EP3871776B1 - Device for treating a mixture of materials consisting of substitute fuel and impurities - Google Patents

Description

The present invention relates to a method for processing a material mixture consisting of substitute fuel and impurities, which is classified, crushed and dried in the device.

The substitute fuel, also known as secondary fuel, includes in particular solid waste, which can be used together with conventional fuels, especially in cement, lime, lignite or industrial power plants as well as in waste incineration plants or as the sole fuel in substitute fuel power plants. The solid waste consisting, for example, of commercial waste and/or household waste usually still has impurities, such as glass or metals, after coarse comminution. It is therefore known to carry out a separation after the coarse comminution and, if necessary, to further comminute the refuse-derived fuel. DE 102015005604 A1 discloses a device for processing a material mixture consisting of refuse derived fuel and impurities according to the preamble of claim 1.

It is therefore the object of the present invention to provide a device with which it is possible both to separate the impurities from the refuse-derived fuel and to carry out a particularly efficient comminution of the refuse-derived fuel.

The object is solved by a device having the features of the independent claim. Advantageous developments of the device are in specified in the dependent claims and in the description, with individual features of the advantageous developments being able to be combined with one another in a technically meaningful manner.
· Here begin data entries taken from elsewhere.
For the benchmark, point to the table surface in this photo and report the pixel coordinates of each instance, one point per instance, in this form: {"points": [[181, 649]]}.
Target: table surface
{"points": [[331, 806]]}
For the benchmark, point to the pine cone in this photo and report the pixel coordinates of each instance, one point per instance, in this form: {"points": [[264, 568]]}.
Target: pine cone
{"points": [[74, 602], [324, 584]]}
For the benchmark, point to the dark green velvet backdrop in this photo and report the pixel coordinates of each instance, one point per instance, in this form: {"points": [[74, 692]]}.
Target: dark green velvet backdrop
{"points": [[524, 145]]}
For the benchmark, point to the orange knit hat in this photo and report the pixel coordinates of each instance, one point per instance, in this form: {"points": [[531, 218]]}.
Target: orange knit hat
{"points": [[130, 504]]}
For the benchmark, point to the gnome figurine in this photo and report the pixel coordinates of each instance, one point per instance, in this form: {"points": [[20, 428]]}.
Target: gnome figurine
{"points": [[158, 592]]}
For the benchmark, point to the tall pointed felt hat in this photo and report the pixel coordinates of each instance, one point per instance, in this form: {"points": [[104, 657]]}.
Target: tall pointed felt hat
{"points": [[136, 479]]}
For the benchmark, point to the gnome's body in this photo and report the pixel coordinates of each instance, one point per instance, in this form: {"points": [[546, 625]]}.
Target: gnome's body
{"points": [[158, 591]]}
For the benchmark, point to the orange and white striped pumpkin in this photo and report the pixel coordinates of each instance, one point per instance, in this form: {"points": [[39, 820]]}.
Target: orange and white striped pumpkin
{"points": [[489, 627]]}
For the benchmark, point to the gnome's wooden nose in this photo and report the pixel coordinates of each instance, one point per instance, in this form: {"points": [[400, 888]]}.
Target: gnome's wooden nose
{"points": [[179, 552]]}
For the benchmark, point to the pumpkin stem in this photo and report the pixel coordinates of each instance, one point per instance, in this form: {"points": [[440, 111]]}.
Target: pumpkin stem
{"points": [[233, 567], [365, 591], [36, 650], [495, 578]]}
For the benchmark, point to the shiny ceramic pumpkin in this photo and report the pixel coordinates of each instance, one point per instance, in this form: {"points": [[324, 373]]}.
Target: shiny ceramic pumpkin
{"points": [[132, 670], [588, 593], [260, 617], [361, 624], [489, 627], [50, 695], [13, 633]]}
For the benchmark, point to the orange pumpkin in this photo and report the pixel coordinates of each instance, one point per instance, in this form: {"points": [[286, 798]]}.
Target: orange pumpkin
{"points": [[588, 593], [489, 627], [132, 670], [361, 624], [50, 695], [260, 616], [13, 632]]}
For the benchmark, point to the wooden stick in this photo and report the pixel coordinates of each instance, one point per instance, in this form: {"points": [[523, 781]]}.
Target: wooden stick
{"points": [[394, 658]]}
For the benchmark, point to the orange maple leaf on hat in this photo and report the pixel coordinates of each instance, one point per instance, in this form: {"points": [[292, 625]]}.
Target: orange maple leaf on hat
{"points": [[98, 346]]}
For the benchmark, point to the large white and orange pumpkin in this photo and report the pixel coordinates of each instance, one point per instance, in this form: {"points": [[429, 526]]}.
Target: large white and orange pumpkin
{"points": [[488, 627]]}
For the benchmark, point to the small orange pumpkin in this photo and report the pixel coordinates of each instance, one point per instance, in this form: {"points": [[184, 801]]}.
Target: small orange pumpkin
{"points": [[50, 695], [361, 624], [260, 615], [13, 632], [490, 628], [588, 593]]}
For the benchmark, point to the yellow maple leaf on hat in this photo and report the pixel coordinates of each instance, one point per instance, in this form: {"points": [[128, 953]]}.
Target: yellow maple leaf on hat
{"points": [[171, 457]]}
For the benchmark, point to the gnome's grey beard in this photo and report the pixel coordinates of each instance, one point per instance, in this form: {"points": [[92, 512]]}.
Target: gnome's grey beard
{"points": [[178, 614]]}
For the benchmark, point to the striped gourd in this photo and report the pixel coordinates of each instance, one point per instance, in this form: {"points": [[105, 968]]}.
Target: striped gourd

The object is achieved by a device for processing a material mixture consisting of refuse derived fuel and impurities, having a vertically aligned central feed, a separating device arranged below the central feed, a rotor mill, with the rotor mill being arranged above the separating device and surrounding the central feed, and a flow device for generating an upward gas flow, wherein the material mixture can be introduced into the feed and after being introduced into the feed sinks to the separating device, the impurity in the separating device being separated at least partially as an impurity fraction from the material mixture and the Separated contaminants separate material mixture rises with the gas flow to the rotor mill, wherein the ascending material mixture is comminuted in the rotor mill. Provision is also made for the rotor mill to be designed in multiple stages, with a separating device being arranged between each stage of the rotor mill, with the material mixture not retained by the separating device being further comminuted in the following stage.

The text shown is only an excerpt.